Es menester señalar que, hoy día, nuestra economía soporta una serie de impuestos distorsivos, que frenan o complican el desarrollo productivo, debiendo justificar a los mismos pues en gran parte, actúan como paliativos o dique que frenan posibles estallidos, como los ocurridos en el 2001.
Se hace una obligación también señalar que nuestro País tiene una larga historia con respecto a las urgencias con las que han tenido y aún tienen los gobiernos, por las cuales deben salir en auxilio de sectores de la sociedad, que se enuentran marginados como producto de las políticas aplicadas en la década del 90. Aunque podrían imputarse también a muchas otras décadas para atrás,las cuales la história ciudadana y mediática aún parece ignorar, ya que las mismas tuvieron consecuencias soterradas para gran parte de la sociedad, pero culminaron con similares características y resultados a la que comunmente nos sumamos en la crítica ya internalizada.
El análisis y las posibles correcciones a este tipo de desequilibrios que se convierten en abonos de la pobreza o como queramos llamarlos, están de alguna manera desarrollados en un brillante trabajo-a nuestro entender- expuesto por Enrique Blasco Garma, cuyo título es Subdesarrollo, instituciones, racionalidad. Una teoría más general de la economía y los derechos individuales.

Discriminación
Algunas palabras del autor contenidas en la presentación:
Se exponen tremendas asimetrías de ingresos e indicios que esas brechas magnifican las diferencias de las capacidades personales.
Siendo los humanos genéticamente similares, estando disponible la tecnología para todos a un costo razonable, estas enormes diferencias de rendimiento piden justificación.

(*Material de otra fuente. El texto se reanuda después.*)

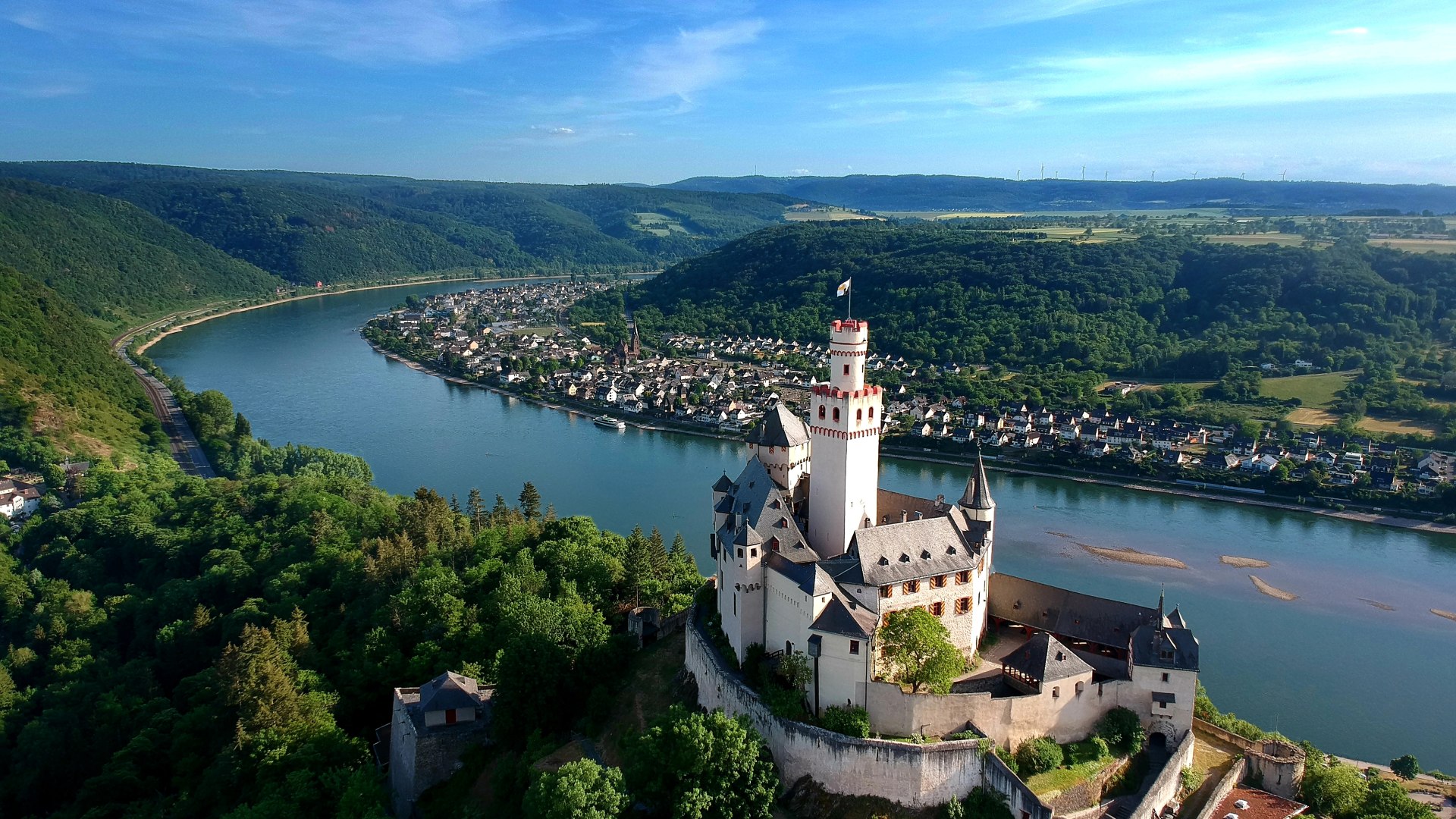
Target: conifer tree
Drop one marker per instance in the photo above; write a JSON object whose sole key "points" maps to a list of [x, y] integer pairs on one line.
{"points": [[475, 506], [658, 553], [530, 502]]}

En la de la pobreza, en cambio, propician el desorden de imponer visiones de grupos de poder, tratamientos divergentes para hechos similares, según la ocasión. Los avances de la ciencia son contrabalanceados por ideologías que entorpecen las iniciativas productivas. Por ello, sus logros materiales tienen el retraso de varios siglos.
El citado Blasco Garma, ecribió varias obras sobre política económica-su especialidad- entre las que se encuentra “Dolarizar”. Sobre ésta, no compartimos su contenido, aunque por supuesto tal sentencia puede hacerse con el “partido ya jugado”
A continuación nos parece pertinenete señalar, quizás por lo patético, algunos conceptos de César Gaviria cuando se despidió de su cargo como máximo referente en la OEA.
La advertencia de Gaviria fue el corolario de una década al frente de este organismo continental, en un período que estuvo plagado de crisis políticas, en nuestra Argentina, Bolivia, Haití, Ecuador, Perú y Venezuela, que terminaron incluso con la caída de presidentes electos en las urnas en medio de revueltas populares.
“Necesitamos un sistema más solidario y con un mayor componente humanitario”, insistía en la oportunidad Gaviria, en un cenáculo, en el que se discuten a título declamativo, mecanismos para luchar contra la corrupción en el hemisferio.
Por ello insistimos con el título recomendado en los primeros párrafos, ya que denota, haber sido escrito por un profesional comprometido con la materia y no politizado por las circunstancias.